Un-Republican: Ford ran as a Progressive in his high school’s student council presidential campaign and lost. 

MVP:  Ford won a scholarship to the University of Michigan, which he attended 1931-1935. Ford was on the football team and took the Wolverines to the national championships for three consecutive years. In 1934, Ford was named the team’s most valuable player.

Academia vs. Sports: Ford turned down a career in the National Football League and instead took a coaching position at Yale. Ford was admitted in the spring of 1938 to Yale Law School. That year he was also promoted to the position of junior varsity head football coach at Yale.
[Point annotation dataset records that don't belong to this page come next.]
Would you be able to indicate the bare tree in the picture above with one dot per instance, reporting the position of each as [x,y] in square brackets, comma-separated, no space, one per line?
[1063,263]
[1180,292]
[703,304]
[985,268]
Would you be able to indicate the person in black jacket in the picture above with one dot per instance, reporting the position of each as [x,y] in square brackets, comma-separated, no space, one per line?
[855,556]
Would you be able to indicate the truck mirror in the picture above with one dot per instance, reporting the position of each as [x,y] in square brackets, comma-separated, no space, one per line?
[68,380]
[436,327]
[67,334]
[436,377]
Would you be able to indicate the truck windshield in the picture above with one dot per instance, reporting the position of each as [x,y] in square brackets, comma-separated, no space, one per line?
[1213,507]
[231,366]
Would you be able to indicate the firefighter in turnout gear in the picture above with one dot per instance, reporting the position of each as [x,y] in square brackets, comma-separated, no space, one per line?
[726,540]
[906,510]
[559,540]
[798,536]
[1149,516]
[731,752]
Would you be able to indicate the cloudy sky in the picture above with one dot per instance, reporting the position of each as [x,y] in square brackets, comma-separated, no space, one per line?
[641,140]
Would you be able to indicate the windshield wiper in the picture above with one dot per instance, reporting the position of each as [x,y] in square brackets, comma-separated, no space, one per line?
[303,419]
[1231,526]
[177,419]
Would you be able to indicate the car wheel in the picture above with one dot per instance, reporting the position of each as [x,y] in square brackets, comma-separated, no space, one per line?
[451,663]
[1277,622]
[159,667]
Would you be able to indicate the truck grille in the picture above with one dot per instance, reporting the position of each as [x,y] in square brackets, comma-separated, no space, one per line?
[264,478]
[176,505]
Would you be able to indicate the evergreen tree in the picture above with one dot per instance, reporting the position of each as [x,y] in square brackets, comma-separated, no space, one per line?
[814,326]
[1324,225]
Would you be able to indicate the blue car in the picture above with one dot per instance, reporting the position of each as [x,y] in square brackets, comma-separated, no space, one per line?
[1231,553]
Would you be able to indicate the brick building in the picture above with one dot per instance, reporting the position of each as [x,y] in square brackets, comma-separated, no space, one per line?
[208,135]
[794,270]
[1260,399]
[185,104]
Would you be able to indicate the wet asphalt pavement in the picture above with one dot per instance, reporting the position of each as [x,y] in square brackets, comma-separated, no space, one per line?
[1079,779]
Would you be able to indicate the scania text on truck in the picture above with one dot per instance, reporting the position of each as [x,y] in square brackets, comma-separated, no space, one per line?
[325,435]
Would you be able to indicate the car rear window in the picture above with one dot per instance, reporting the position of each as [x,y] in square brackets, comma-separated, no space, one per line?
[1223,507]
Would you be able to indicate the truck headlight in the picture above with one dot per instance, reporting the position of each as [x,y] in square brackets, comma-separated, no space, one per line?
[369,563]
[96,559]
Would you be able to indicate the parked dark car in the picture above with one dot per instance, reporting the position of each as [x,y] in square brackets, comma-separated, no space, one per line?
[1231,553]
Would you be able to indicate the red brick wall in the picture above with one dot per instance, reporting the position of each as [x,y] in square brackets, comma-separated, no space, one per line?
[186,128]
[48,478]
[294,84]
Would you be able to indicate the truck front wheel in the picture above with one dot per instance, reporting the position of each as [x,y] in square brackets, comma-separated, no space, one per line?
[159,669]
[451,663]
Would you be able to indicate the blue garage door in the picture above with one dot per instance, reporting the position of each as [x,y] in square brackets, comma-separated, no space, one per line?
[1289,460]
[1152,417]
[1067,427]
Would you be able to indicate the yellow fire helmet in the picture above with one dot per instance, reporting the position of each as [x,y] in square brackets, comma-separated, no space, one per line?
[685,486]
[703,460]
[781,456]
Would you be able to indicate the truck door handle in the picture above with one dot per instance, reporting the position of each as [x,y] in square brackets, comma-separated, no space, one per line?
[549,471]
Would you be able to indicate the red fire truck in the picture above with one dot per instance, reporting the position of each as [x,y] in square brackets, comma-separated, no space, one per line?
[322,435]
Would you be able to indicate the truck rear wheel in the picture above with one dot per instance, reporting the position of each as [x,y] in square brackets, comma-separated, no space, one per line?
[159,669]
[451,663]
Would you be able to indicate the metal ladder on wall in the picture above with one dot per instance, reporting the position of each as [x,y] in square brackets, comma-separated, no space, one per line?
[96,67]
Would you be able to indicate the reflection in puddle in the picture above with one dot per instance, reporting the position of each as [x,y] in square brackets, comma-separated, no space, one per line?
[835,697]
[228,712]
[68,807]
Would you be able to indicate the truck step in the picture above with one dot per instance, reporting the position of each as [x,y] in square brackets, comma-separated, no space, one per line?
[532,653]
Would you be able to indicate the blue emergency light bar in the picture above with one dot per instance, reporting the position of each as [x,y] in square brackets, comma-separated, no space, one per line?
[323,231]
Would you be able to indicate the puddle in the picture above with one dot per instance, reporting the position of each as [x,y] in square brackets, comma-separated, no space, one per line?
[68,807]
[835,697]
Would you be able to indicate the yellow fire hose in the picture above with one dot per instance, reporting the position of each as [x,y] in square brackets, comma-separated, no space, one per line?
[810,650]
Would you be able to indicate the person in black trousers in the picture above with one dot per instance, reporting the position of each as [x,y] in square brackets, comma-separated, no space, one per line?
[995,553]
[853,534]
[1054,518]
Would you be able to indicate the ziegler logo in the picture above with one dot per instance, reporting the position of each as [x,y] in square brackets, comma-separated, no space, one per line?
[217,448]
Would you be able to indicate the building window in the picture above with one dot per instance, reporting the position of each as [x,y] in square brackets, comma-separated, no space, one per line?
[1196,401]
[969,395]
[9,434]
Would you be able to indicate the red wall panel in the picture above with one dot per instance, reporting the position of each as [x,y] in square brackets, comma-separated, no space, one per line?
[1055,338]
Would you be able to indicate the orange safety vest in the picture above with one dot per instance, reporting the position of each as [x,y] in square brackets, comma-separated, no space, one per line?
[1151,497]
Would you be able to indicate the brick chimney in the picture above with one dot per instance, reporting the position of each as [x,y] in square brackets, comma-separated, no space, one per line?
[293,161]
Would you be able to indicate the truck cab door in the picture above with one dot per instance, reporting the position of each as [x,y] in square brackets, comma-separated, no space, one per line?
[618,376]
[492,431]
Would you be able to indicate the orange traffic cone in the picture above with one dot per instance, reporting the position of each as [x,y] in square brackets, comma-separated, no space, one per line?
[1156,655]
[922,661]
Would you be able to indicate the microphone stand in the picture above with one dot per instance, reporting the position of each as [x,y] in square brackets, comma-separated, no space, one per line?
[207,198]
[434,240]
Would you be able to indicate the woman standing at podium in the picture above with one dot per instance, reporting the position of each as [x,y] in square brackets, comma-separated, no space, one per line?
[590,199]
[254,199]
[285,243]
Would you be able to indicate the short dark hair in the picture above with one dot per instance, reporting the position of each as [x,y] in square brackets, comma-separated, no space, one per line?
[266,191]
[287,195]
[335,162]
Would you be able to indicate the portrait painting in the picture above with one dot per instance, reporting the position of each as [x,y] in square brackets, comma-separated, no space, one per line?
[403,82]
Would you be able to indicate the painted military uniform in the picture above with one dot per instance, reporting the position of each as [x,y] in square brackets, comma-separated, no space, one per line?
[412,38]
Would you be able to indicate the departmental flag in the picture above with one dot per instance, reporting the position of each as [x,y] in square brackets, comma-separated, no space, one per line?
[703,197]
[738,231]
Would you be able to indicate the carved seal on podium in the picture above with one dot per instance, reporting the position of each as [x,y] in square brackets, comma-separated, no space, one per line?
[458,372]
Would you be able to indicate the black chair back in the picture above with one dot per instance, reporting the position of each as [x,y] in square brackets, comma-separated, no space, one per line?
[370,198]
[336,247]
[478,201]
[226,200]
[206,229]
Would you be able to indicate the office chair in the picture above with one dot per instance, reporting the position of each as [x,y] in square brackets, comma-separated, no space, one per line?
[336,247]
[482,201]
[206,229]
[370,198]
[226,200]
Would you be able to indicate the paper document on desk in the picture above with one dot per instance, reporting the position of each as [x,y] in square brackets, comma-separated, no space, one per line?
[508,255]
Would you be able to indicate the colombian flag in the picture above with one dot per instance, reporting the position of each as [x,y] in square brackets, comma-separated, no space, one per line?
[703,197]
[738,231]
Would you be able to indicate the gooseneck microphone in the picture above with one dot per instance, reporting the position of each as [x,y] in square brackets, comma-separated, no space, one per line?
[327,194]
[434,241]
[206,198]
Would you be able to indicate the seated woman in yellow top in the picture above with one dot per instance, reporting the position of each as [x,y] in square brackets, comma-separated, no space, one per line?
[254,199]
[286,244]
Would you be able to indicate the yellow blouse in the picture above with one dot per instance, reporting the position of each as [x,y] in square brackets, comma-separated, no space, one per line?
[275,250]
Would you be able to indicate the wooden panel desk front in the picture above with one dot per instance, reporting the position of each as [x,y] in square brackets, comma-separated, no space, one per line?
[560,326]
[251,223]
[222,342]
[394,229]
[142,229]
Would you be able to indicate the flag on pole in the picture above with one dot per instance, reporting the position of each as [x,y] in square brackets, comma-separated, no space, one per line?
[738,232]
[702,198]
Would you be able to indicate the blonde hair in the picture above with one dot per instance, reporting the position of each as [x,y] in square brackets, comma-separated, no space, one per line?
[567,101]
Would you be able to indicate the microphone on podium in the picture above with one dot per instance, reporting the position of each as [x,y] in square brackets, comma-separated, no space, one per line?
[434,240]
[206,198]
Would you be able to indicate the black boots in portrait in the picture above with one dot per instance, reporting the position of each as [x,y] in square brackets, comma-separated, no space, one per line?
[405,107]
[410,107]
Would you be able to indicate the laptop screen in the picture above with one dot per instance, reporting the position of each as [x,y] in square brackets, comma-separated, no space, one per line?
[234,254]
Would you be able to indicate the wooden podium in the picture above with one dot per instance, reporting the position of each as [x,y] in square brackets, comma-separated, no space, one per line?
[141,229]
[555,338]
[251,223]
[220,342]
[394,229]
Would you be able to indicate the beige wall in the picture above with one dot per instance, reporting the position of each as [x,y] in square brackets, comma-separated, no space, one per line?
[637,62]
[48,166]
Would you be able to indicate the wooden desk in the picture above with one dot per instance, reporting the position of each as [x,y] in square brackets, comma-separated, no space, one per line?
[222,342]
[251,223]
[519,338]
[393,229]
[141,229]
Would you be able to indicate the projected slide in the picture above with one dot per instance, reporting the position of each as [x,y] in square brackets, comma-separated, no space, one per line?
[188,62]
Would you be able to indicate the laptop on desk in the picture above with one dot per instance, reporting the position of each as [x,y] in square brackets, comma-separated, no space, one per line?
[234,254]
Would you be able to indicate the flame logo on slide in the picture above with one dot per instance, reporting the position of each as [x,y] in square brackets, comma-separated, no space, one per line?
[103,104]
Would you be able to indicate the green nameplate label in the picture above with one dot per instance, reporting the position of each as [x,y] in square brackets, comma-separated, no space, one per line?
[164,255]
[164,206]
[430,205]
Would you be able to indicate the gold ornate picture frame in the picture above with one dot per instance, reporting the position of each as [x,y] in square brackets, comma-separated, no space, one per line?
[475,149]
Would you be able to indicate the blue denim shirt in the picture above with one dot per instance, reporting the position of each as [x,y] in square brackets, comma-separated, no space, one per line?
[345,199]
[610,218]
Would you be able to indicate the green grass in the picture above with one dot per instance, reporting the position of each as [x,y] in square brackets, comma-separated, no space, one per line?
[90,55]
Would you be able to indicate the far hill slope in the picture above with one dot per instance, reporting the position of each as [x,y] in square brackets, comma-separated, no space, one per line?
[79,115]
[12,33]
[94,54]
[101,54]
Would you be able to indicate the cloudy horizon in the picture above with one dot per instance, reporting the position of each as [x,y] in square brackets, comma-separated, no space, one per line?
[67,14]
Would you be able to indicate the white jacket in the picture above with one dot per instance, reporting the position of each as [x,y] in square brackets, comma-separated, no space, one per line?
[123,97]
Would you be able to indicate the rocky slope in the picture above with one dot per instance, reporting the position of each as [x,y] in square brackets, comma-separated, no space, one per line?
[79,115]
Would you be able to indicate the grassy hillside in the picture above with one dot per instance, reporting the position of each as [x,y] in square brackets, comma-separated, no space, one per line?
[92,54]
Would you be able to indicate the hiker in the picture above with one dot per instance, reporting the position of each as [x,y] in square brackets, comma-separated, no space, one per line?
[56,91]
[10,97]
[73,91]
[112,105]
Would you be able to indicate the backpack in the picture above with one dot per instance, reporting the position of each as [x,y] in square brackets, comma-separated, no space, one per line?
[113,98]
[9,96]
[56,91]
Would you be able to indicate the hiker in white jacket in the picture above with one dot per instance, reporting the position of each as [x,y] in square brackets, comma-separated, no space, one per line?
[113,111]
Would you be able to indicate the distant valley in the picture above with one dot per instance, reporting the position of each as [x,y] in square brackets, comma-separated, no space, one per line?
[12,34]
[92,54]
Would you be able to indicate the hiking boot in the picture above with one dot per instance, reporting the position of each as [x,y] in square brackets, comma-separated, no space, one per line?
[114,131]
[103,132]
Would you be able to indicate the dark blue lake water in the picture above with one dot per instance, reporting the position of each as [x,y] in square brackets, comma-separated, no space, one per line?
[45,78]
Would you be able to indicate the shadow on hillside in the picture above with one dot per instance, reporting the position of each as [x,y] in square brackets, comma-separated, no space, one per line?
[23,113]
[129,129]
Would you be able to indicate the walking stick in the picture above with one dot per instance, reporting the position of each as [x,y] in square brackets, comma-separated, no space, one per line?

Young isolationist: While attending Yale Law School, Ford signed a petition that was the inspiration for the America First Committee, a group determined to keep the U.S. out of World War II.

Duty: Gerald Ford enlisted in the U.S. Navy, served in the United States Naval Reserve during World War II and rose to the rank of lieutenant commander by the time he left the service in 1946.

Bravery: Lieutenant Commander Gerald Ford received the American Campaign Medal, the Asiatic-Pacific Campaign Medal, the Philippine Liberation Medal and the World War II Victory Medal.

Ford’s partner: Ford opened up a Law Firm in Grand Rapids after college with Philip Buchen, the son of a state senator from Wisconsin. Buchen later served in his cabinet.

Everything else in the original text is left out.